Они ускорили шаг и через полчаса уже сидели в огромном зале филармонии.
Блестящие белые колонны, хрусталь люстр, величественный орган, уют красного бархата, - все, что в течение многих лет было привычно и любимо, наполнило особенной теплотой. И мощный оркестр, знакомый по многим десяткам слышанных здесь произведений, и высокая фигура молодого дирижера, в короткое время ставшего близким всем, кто часто посещал филармонию, - все настраивало на высокий, торжественный лад. Юный московский пианист играл второй концерт Рахманинова для рояля с оркестром. При первых же аккордах Костя почувствовал то волнение, которое обычно охватывало его, когда он слушал это произведение. Нежная романтика концерта, вдохновенная лиричность, какая-то особенная рахманиновская поэтическая приподнятость уносили его далеко от тяжелых мыслей, от пережитых тревожных минут. Близость Лены вносила успокоение в его истомленное сегодняшним несчастьем сердце. Он на время забыл о Самойлове, отвлекся, и только где-то в далеком уголочке мозга тревожила мысль:
"Как жаль, что все это прекрасное сейчас кончится и опять начнется то, мучительное…"
Они долго не выходили из зала, переполненного восторженно аплодирующей публикой. Потом медленно стали продвигаться по уже затемненному залу, словно не желая расстаться с местом, где пережили такие светлые минуты.
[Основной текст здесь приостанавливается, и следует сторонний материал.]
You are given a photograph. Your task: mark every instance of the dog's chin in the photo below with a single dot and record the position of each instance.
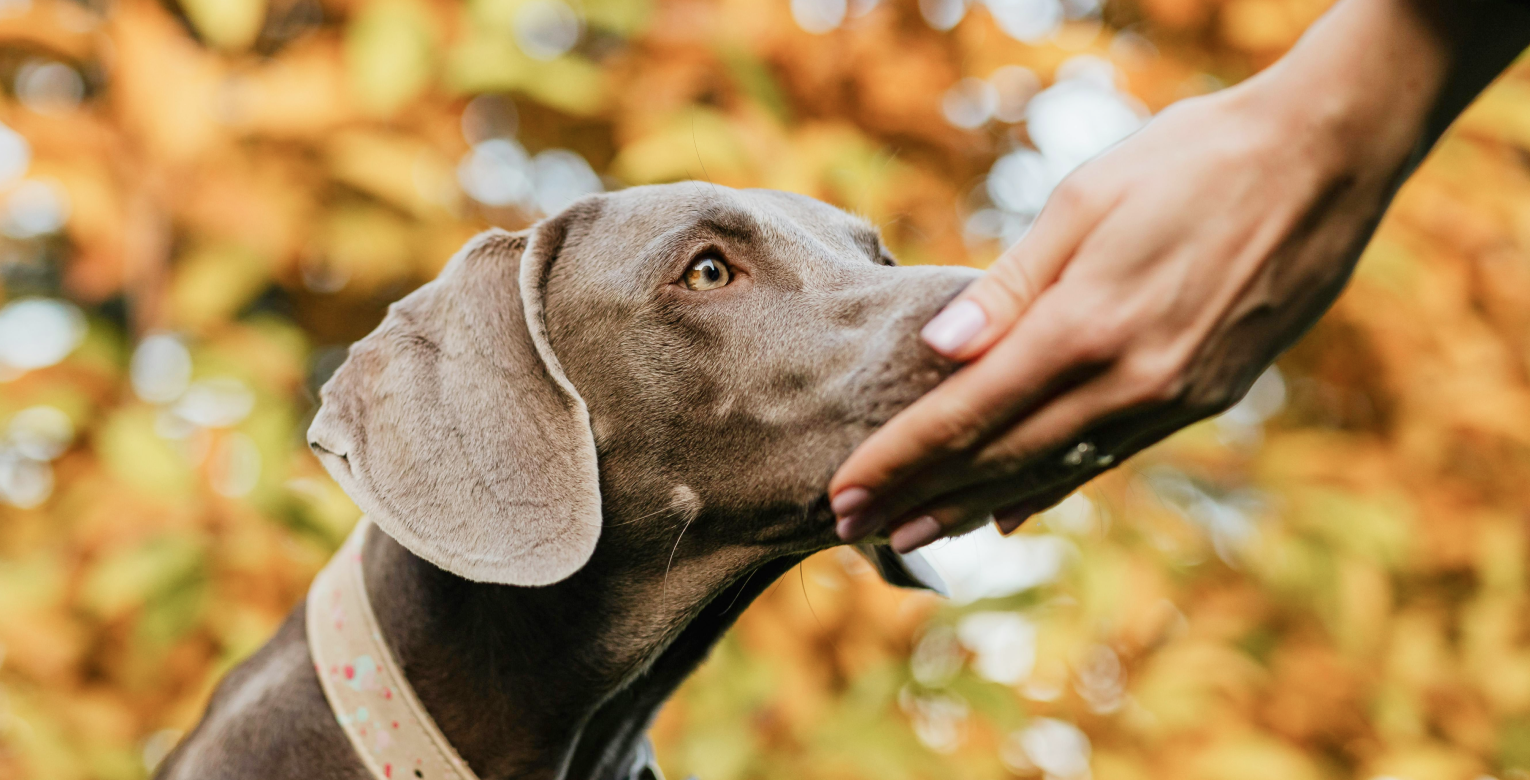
(804, 529)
По улице они шли медленно и молчали, не торопясь - как бывало раньше - поделиться впечатлениями. Только у самого дома Лена, прощаясь, сказала просто, как самое обычное:
- Папа в совершенном восторге от тебя, Костик. Он говорит, что в его выпуске нет ни одного такого способного врача. Он очень сожалеет, что ты не хирург…
Костя зло усмехнулся:
- Он еще ничего не знает о моем дебюте.
- Ах, какие ты глупости говоришь! Да ведь больной был безнадежен. Он мог умереть еще до твоего прихода в клинику.
- Нет, Лена, ты не можешь этого понять! Надо самому это пережить…
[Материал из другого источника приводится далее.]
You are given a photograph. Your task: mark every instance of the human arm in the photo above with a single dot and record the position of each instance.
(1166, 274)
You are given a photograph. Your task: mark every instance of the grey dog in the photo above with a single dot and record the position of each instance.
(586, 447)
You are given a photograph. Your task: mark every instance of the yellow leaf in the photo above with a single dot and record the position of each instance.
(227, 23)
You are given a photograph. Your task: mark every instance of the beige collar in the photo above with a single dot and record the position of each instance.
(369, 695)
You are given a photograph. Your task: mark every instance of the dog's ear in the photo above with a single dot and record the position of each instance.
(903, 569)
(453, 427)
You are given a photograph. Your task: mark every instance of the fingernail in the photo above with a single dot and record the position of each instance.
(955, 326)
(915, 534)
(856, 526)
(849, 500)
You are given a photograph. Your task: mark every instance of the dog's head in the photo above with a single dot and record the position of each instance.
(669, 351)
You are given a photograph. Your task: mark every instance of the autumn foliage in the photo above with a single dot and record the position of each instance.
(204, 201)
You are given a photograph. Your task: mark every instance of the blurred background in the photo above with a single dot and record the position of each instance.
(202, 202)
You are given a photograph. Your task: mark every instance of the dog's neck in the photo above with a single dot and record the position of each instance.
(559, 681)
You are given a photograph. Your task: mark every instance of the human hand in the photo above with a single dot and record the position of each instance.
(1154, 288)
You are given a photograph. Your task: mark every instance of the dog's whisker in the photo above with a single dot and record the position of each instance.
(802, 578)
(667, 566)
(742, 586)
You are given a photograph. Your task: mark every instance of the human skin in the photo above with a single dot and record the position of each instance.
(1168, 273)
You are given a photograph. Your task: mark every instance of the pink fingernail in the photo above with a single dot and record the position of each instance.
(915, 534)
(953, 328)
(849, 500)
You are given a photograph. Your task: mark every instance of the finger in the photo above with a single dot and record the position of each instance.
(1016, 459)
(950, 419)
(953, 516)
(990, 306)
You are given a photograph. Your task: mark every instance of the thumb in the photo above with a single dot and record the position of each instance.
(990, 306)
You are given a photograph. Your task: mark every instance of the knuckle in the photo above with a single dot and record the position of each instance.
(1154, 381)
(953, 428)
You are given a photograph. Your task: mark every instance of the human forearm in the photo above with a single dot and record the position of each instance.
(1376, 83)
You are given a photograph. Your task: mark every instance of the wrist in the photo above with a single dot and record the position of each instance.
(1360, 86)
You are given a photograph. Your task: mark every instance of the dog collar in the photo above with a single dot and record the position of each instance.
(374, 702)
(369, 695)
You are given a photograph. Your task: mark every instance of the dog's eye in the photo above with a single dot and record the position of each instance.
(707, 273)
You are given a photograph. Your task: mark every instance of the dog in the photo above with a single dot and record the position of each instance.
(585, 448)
- Ты ведешь себя как неврастеник! - говорила она убежденно, даже сердито. - Не смей больше об этом думать!
Но Костя не мог не думать об этом.
"Нет, я не неврастеник. Я - врач, я не хочу, чтобы человек, которому осталось много лет до естественной смерти, умер только потому, что он имел несчастье заболеть. Я хочу вылечить своего больного… Это моя обязанность… Я врач".
IV
Жизнь клиники шла обычным чередом. Одни больные поправлялись совсем, "начисто выздоравливали", как говорила Домна Ивановна, и выписывались, довольные и благодарные. Другие, с тяжелыми хроническими болезнями, отдохнув, набравшись сил, уходили лишь "подлеченные", как называла их все та же Домна Ивановна. Третьи задерживались надолго или уходили домой, как пришли в клинику, - слабые и нетрудоспособные. Четвертые… Но о них Костя не любил думать.
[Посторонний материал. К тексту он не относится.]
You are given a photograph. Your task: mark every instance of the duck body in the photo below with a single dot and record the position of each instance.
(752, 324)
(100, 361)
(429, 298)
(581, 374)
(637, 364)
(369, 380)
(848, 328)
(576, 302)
Костя отдавал все свое время клинике и часто оставался даже на ночь, если ему казалось, что больному грозит опасность. Он нередко ошибался - больной хорошо спал всю ночь. Дежурный врач убеждал его идти отдохнуть, но Косте казалось, что как только он уйдет, с больным случится несчастье.
По ночам, когда в палатах гасили огонь и только дежурная синяя лампа проливала скупую струю сумеречного света, Костя ощущал себя т" с, как в первые дни своей самостоятельной работы в клинике. Возникало чувство гордости за то важное, ответственное дело, которое было ему поручено, и охватывал страх, когда казалось, что над больным нависает угроза. Тяжелое, хриплое дыхание, спутанные слова бреда, чей-то сдержанный стон - все заставляло настораживаться, присматриваться к больному, оказывать ему помощь, которую без него, возможно, не оказали бы из-за выработанного многолетней практикой спокойствия персонала. Даже добрая Домна Ивановна часто отказывалась вызвать к больному дежурного врача или сестру и говорила:
- Ничего, голубок, и так заснешь, и доктор и сестра заняты около серьезного больного.
И сестры, добросовестные, строгие, обязательные, тоже нередко сердились:
- Ничего вам сейчас не надо. Спите. Утром вас посмотрит врач.
Костя, не стесняясь, брал на себя работу сестры. Он охотно сам вводил больному камфару и, удовлетворенный, слушал потом ровный пульс и спокойное дыхание больного, он впрыскивал пантопон и радостно наблюдал тихий сон только что метавшегося от боли человека. Он деятельно и энергично оказывал ту помощь, без которой, в конце концов, можно было бы обойтись, но которая приносила сон и покой.
- Это первое и обязательное дело, - говорил Костя, - облегчить страдания! Может быть, его нельзя вылечить, может быть, ему не вернуть здоровья, потому что, к несчастью, "патологоанатомические изменения в тканях организма необратимы в сторону их нормального строения…" Но уменьшить остроту страдания, устранить мучительное томление организму - это священная обязанность врача, о которой, увы, некоторые врачи порою забывают.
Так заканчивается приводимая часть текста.